Android users warned of fake app store malware risk
Anti-virus software vendor sounds alarm over malware-peddling Android app stores.
Malware authors are setting up alternative app marketplaces to defraud unwitting Android phone users, according to anti-virus software vendor AVAST.
The firm’s research team uncovered the scam, which tricks Android phone users into downloading apps that are used to send out premium rate SMS messages.
This is nothing new in the Android world as bad guys have been doing this in various ways for several months.
In an AVAST blog post, the firm identified four sites, including t2file.net, uons.net, uote.net and sofile.net, it claims have been deliberately set up by cyber criminals to defraud Android users.
The sites are reportedly inaccessible to computer users.
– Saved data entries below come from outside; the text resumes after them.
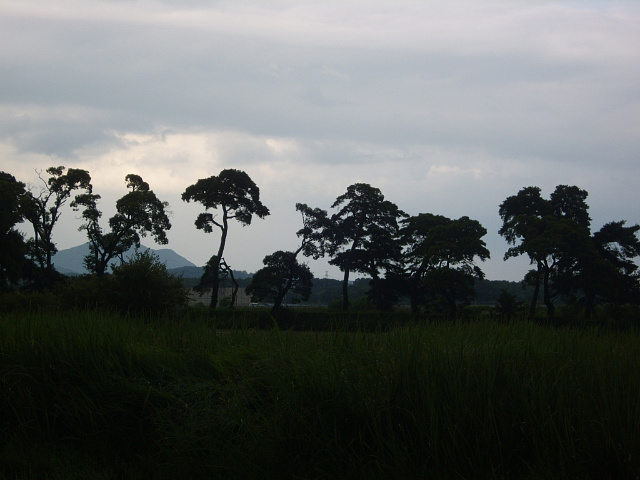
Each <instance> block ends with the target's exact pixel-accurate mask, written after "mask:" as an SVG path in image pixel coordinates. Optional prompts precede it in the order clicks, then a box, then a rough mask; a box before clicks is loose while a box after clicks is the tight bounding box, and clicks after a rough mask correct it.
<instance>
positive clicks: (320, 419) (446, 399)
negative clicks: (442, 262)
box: [0, 311, 640, 479]
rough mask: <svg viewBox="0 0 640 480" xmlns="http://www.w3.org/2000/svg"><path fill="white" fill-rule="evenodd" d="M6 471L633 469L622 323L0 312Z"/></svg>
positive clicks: (406, 470)
mask: <svg viewBox="0 0 640 480" xmlns="http://www.w3.org/2000/svg"><path fill="white" fill-rule="evenodd" d="M0 477H1V478H7V479H74V478H75V479H86V478H91V479H137V478H141V479H142V478H144V479H149V478H154V479H165V478H166V479H173V478H228V479H254V478H261V479H287V478H289V479H341V478H349V479H354V478H366V479H387V478H388V479H396V478H408V479H412V478H420V479H423V478H441V479H472V478H478V479H488V478H495V479H517V478H522V479H552V478H562V479H589V478H592V479H637V478H639V477H640V332H638V331H637V330H634V329H631V330H627V331H624V332H614V331H604V330H602V329H600V330H598V329H595V328H573V329H572V328H558V327H547V326H542V325H538V324H534V323H530V322H526V321H521V322H513V323H510V324H501V323H498V322H491V321H477V322H467V323H457V324H453V323H444V322H442V323H428V322H425V323H420V324H411V323H406V322H405V324H404V325H402V326H398V327H395V328H390V329H380V330H376V329H375V328H373V329H367V331H365V330H361V329H351V331H345V330H341V329H339V328H337V329H335V330H334V331H324V332H301V331H289V330H283V329H279V328H272V329H270V330H260V329H250V328H237V329H217V328H216V324H215V322H214V321H212V320H209V321H205V320H203V319H201V318H197V319H196V318H192V319H188V318H186V319H182V320H181V321H176V320H170V319H165V320H163V319H157V320H152V321H149V319H147V320H146V321H144V320H138V319H135V318H127V317H124V316H121V315H111V314H106V313H99V312H77V313H65V314H62V313H61V314H56V313H51V312H49V313H37V312H34V313H24V312H20V311H14V312H10V313H4V314H1V315H0Z"/></svg>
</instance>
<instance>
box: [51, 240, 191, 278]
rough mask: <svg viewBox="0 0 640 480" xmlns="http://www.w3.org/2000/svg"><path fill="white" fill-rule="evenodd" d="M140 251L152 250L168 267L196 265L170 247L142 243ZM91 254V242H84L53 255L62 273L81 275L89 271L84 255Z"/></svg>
mask: <svg viewBox="0 0 640 480" xmlns="http://www.w3.org/2000/svg"><path fill="white" fill-rule="evenodd" d="M138 250H139V251H140V252H145V251H147V250H148V251H151V253H153V254H154V255H156V256H157V257H158V259H159V260H160V262H162V263H164V264H165V265H166V266H167V269H172V268H180V267H195V266H196V265H195V264H194V263H192V262H190V261H189V260H187V259H186V258H184V257H183V256H181V255H178V254H177V253H176V252H175V251H173V250H171V249H170V248H160V249H153V248H149V247H145V246H144V245H141V246H140V248H139V249H138ZM135 251H136V249H135V248H134V247H132V248H131V249H130V250H129V251H128V252H127V253H125V258H130V257H131V256H132V255H133V254H134V253H135ZM88 254H89V243H88V242H87V243H84V244H82V245H78V246H77V247H72V248H67V249H65V250H60V251H59V252H58V253H56V254H55V255H54V256H53V264H54V266H55V268H56V270H58V271H59V272H60V273H64V274H66V275H72V274H76V275H80V274H83V273H88V272H87V269H86V268H85V266H84V257H86V256H87V255H88ZM112 263H116V264H117V263H118V261H117V260H114V261H113V262H112Z"/></svg>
But, when accessed via a smartphone, a downloader is installed that generates premium rate text messages.
“All these sites were registered a week ago, so it looks like they were supposed to serve as a malware hosting [platform] for bad guys from the very beginning,” said the blog post.
“Analysing the trail the malware creators left for us, we’ve discovered a few sites they have used in order to attract users and all of them target Russian speaking people and look like alternative markets.”
However, although the scam is targeted at Russian speakers, the fake downloader can create premium rate messages in 60 languages.
“This [malware] concept is nothing new in the Android world as the bad guys have been doing this in various ways for several months,” said the blog.
“[The lesson is] never trust weird looking alternative markets and always check the app permissions. If you’ve downloaded a game that asks for SMS and phone call permissions, it probably means that someone is about to ‘play you’ instead,” the post concluded.